Beyond Symbols: Motion Perception Cues Enhance Dual-Task Performance with Wearable Directional Guidance
Qing Zhang, Junyu Chen, Yifei Huang, Jing Huang, Thad Starner, Kai Kunze, Jun Rekimoto
TL;DR
This work tackles the problem of conveying directional information on wearable displays without imposing semantic interpretation or gaze shifts. It proposes a motion-perception-based cueing method that presents monocular peripheral stimuli to directly trigger motion processing, thereby reducing cognitive load during dual-task performance. In controlled and dual-task experiments, the motion-based cues achieved significantly higher accuracy in cue interpretation ($p=0.008$) and showed a favorable trend toward reducing primary-task errors ($p=0.066$) compared with traditional arrow cues.
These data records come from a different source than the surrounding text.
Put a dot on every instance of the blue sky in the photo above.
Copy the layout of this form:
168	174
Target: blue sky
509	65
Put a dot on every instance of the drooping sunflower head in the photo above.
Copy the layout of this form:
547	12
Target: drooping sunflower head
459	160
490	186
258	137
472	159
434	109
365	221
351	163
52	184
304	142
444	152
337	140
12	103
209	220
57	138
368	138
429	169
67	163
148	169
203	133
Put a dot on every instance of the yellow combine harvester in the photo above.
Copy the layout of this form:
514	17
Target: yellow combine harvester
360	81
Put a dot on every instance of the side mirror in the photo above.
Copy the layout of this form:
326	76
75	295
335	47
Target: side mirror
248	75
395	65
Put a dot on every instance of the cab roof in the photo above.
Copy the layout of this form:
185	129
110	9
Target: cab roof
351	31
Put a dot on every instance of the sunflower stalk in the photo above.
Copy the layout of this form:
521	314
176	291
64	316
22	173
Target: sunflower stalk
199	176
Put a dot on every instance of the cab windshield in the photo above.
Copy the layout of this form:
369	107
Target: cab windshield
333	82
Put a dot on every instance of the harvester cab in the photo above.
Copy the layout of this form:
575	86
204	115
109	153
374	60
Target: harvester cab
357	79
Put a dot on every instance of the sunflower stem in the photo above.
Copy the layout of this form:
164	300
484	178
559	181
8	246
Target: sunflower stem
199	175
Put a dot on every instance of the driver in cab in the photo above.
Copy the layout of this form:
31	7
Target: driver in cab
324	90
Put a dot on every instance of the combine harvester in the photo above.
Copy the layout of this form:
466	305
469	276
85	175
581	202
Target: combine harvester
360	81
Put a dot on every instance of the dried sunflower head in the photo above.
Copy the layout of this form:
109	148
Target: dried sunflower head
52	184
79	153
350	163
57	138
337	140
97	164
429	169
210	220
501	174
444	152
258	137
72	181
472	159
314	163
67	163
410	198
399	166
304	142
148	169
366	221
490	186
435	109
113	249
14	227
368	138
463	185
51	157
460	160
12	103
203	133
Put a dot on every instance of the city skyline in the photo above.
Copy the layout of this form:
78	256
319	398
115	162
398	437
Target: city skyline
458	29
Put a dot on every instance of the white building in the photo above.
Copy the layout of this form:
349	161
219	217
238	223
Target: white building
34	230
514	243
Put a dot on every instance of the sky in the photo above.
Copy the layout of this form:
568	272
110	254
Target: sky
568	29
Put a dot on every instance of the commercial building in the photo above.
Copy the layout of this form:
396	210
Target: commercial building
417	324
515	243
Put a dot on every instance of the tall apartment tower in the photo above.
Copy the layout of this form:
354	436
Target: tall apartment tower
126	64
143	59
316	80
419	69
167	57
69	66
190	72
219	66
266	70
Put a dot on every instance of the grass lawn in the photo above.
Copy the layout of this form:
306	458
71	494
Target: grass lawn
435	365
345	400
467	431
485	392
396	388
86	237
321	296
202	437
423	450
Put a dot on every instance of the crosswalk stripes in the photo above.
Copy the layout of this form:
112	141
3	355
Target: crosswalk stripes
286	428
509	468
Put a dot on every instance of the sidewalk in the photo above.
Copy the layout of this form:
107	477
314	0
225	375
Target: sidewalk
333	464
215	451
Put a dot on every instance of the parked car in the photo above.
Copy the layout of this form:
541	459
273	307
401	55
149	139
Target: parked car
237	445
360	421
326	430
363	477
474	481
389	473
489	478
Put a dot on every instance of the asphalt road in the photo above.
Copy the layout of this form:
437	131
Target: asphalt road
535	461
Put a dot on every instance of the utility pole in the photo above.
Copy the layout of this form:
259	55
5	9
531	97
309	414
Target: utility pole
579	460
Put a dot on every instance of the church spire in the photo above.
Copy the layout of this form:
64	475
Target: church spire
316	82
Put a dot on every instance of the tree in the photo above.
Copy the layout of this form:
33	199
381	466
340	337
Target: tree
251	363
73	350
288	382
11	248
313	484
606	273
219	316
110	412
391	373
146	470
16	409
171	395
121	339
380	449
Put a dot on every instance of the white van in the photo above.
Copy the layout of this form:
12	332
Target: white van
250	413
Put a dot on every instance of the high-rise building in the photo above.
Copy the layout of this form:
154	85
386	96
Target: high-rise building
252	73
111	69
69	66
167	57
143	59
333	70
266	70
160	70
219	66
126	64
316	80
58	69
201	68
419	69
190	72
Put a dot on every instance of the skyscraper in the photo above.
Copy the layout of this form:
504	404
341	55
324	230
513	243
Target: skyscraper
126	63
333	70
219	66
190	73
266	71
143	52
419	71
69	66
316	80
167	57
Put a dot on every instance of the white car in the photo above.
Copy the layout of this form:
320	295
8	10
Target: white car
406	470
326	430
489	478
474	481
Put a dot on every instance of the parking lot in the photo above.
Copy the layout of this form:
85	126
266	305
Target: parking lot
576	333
The study demonstrates the practicality and benefits of perception-driven cues for wearables, with implications for navigation, assistive tech, and high-workload environments, while also outlining limitations and directions for future work.
Abstract
Directional cues are crucial for environmental interaction. Conventional methods rely on symbolic visual or auditory reminders that require semantic interpretation, a process that proves challenging in demanding dual-tasking scenarios. We introduce a novel alternative for conveying directional cues on wearable displays: directly triggering motion perception using monocularly presented peripheral stimuli. This approach is designed for low visual interference, with the goal of reducing the need for gaze-switching and the complex cognitive processing associated with symbols. User studies demonstrate our method's potential to robustly convey directional cues. Compared to a conventional arrow-based technique in a demanding dual-task scenario, our motion-based approach resulted in significantly more accurate interpretation of these directional cues ($p=.008$) and showed a trend towards reduced errors on the concurrent primary task ($p=.066$).